When that dead end became all too apparent, especially Britain came under immense American pressure, Macmillan reversed his view completely. Thus, by the time the Anglo-French invasion was launched, Macmillan was already turning against it. There are several ways of interpreting Macmillan’s actions. One is that in changing his view, he was doing his job as chancellor, defending sterling. Another is that he allowed the sterling crisis to ferment without telling the cabinet the full truth, thus allowing Eden to dig himself in so deep he could not get out. Another is that by seeming to support Eden, until he appeared to have no choice but to advise withdrawal, he differentiated himself from Butler, whose duplicity was supposed. The famous Harold Wilson line about Macmillan’s Suez rings true: ‘first in, first out.’ Whatever, it was Eden that was holed below the waterline, and Butler was damaged too; meanwhile, Macmillan survived seemingly intact. And with that would come his chance.

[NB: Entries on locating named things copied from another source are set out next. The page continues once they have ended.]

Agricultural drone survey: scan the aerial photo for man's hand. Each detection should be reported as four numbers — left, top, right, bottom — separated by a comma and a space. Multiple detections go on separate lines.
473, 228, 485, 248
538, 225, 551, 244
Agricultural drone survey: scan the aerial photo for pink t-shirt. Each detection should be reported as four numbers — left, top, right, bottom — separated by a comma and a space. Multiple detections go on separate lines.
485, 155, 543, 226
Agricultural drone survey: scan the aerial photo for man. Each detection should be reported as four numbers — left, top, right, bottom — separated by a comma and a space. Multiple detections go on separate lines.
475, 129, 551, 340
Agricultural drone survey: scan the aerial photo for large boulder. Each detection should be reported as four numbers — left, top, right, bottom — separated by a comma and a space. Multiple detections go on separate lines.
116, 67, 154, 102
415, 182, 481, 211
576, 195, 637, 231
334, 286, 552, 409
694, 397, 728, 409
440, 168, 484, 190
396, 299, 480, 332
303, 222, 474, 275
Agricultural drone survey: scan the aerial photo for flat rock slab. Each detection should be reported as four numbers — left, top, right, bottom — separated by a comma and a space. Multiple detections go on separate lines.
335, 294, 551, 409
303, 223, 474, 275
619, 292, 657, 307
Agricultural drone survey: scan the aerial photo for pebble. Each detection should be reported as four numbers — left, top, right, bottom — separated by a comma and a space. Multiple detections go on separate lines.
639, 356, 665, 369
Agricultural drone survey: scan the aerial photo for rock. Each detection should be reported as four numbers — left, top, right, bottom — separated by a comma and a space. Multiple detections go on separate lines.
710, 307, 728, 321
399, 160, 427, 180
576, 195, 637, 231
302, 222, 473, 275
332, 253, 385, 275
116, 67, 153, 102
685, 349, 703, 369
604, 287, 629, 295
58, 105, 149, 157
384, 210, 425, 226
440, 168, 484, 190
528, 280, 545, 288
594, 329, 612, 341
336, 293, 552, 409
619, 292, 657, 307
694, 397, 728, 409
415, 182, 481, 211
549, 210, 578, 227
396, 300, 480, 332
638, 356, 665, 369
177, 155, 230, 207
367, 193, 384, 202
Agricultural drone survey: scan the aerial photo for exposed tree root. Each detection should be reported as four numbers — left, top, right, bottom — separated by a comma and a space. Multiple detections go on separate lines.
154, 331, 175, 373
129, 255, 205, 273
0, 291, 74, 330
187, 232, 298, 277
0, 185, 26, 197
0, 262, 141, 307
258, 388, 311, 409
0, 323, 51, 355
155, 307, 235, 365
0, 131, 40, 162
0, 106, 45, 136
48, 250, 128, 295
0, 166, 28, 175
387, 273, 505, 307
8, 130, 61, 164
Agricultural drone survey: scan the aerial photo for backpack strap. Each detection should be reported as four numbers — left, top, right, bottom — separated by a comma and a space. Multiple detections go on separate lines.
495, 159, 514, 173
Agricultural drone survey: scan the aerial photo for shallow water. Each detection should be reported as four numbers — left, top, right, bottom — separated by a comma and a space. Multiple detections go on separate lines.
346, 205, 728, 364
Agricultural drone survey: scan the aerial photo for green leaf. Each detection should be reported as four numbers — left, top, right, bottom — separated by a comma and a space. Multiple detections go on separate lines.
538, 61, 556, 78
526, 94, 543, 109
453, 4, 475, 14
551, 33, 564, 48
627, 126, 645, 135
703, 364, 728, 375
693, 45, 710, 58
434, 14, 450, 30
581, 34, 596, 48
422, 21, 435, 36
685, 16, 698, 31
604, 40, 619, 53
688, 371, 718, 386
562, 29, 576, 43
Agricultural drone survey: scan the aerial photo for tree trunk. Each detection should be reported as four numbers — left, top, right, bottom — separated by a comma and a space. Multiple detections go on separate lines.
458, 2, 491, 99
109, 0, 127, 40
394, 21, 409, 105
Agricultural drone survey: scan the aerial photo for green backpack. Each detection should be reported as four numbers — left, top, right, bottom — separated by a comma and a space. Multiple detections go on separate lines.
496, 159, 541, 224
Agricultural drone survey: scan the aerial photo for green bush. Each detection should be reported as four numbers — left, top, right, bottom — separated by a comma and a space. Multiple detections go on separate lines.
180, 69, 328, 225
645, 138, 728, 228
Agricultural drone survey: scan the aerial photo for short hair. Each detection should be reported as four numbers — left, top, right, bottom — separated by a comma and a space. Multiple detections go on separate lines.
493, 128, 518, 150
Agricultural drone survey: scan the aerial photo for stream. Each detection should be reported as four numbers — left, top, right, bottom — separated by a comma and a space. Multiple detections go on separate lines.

Another way of looking at Macmillan’s conduct was that he had been far quicker than Eden to face reality. As such, he was far better equipped for the top job. Similarly, Butler was never fully trusted by his colleagues. Macmillan was hardly less clever or witty than Butler, and he was certainly more devious, but his persona hid it better. Butler’s sharp impatience with lesser men was not so well hidden. When it came to the dark arts of political manoeuvre, Macmillan was the sharper operator; again, he hid it well.

Looking back, Eden’s departure had the air of inevitability about it. It didn’t seem to at the time. Thus, when Eden resigned, the process of arriving at his successor was hurried. As it was, it was simple enough. The process involved the lord chancellor, Lord Kilmuir, and Lord Salisbury, Bobbetty Cecil to his friends, consulting leading Tories. As Kilmuir famously put it later on, Cecil asking, with his lisp: ‘well, is Wab or Hawold?’

For all bar three, it was Harold. Thus, Macmillan kissed hands. The great actor manager now had the top job.